In my time at a previous job, I was approached by an application team whose Lambda alarm was constantly going off in our alerts webex channel.

LAMBDA-NAME-Duration-Exceeded
Alarm Description: Lambda Duration > 80
------------------------------------------
Threshold crossed on 2 datapoints: [600, 1400] were >= the threshold [24.0]

First, I checked the AWS cloudwatch alarm and, indeed, the lambda datapoints were well over the threshold. Then I went into the cloudwatch logs and the runtimes weren’t erroring or giving any warn messages.

I then went back to the error message above and dissected it:

Lambda Duration > 80: Ok, 80 what? seconds, milliseconds, percent?
The threshold [24.0]: 24 WHAT 😑?
2 datapoints [600, 1400] (...) threshold [24.0]: Why are the datapoints WAY higher than the threshold to begin with?

Having been thoroughly confused, I decided to analyze the module that generated this alarm. The module was set up so that the team can define everything for the lambda in one Terraform module block. One input for the lambda module was timeout and this parameter was measured in seconds. This timeout is what the duration alarm’s threshold was built on. The equation for the duration alarm threshold was the following:

lambda_duration_threshold = lambda_function_timeout * a_user_defined_percent

Which brought light to why we’re seeing the error message. In the above example, 80 meant “80%” and the threshold was just the lambda’s timeout (in this case 30 seconds) * 80% = 24 seconds.

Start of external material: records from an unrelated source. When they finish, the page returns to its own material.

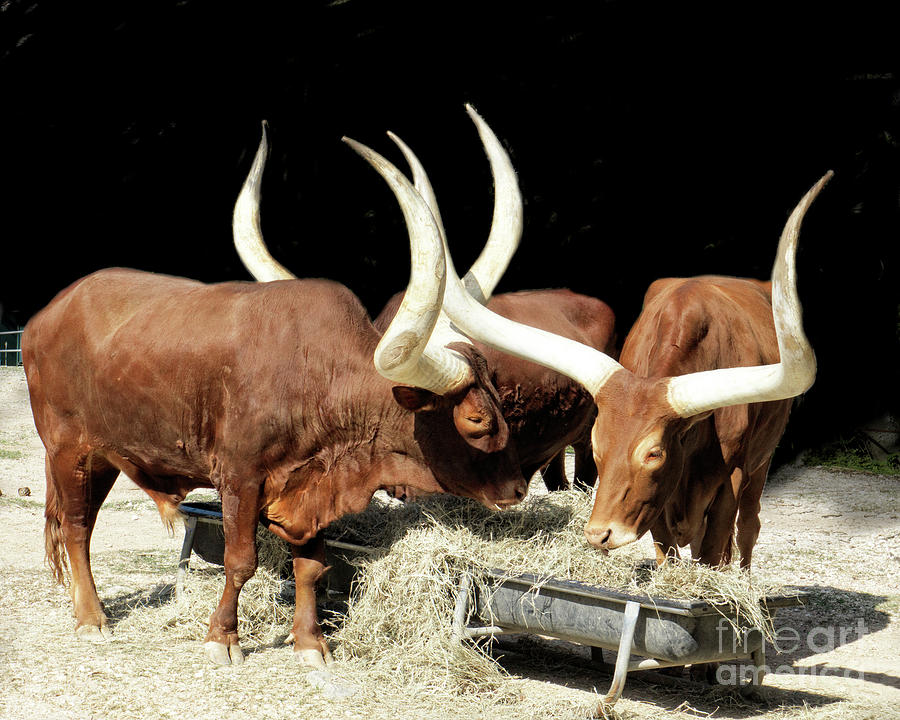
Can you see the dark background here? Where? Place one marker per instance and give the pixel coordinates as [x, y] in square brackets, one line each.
[127, 129]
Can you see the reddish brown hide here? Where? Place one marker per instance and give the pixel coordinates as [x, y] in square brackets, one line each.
[545, 410]
[686, 479]
[266, 392]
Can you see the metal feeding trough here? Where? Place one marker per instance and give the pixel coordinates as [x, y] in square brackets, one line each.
[644, 632]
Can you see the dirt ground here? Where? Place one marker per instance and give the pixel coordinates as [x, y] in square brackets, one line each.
[837, 534]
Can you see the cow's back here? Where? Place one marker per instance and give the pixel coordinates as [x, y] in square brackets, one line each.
[168, 370]
[691, 325]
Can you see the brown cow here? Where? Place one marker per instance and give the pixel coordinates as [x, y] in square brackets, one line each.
[265, 392]
[545, 411]
[685, 430]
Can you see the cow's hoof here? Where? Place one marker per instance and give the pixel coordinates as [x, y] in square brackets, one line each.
[221, 654]
[93, 633]
[312, 658]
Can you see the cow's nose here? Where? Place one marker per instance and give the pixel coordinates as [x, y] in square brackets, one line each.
[597, 537]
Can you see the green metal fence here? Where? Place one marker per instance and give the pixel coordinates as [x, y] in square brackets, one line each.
[11, 347]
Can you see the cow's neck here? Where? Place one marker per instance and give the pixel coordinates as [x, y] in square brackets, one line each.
[364, 446]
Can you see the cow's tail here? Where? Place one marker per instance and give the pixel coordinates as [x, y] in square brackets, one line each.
[54, 544]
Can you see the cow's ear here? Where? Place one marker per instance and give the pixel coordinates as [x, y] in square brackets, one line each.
[414, 399]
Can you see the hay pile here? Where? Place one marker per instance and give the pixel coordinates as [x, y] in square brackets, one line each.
[399, 618]
[396, 630]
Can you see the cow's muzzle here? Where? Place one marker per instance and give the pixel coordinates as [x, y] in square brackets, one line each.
[609, 537]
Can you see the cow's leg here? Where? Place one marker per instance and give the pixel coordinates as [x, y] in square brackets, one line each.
[240, 516]
[77, 484]
[720, 519]
[310, 647]
[554, 472]
[585, 467]
[748, 513]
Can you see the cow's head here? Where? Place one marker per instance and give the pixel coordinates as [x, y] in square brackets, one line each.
[441, 376]
[641, 427]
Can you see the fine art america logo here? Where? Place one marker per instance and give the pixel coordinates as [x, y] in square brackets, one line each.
[820, 639]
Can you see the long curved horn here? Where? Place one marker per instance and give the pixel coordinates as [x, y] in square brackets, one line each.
[506, 224]
[582, 363]
[794, 374]
[245, 223]
[411, 350]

But that didn’t explain how the lambda was running for datapoints way larger than the threshold. Besides, if the timeout is 30 seconds, how is the lambda somehow running for 600s or 1400s?

🙃 it’s because the threshold is in milliseconds! 🙃

So it turns out that our threshold (what we thought was 24 seconds) was actually 24 milliseconds. Off by a factor of 1000. In fact, other teams had already found this out and multiplied their user_defined_percentage by 1000. But for the rest of our organization, everyone seemed to be ignoring the alarms in their webex channels. Which was interesting because across multiple webex channels, we were receiving 100s of these alarms every day. Newcomers subscribed to these channels to get notified of bad things happening in nonprod and prod environments, but came to eventually silence the chats as they were so noisy.

Which brings me to my first lesson learned. Always include your units 😄.

The second lesson: Alerting is great…in moderation. When it’s too noisy or distracting, people become numb to it though. I’ve had times in my career where I didn’t know something was broken because I 1) hated getting notifications about things I didn’t care about (and therefore silenced it) and 2) figured someone else would fix it when the time came. However, when leadership asked me why I didn’t act on the causal attributes of an outage sooner, those exuses didn’t cut it. If you’re alerting on irrelevant metrics, expect ignorance. If you’re over-alerting on metrics, expect inaction.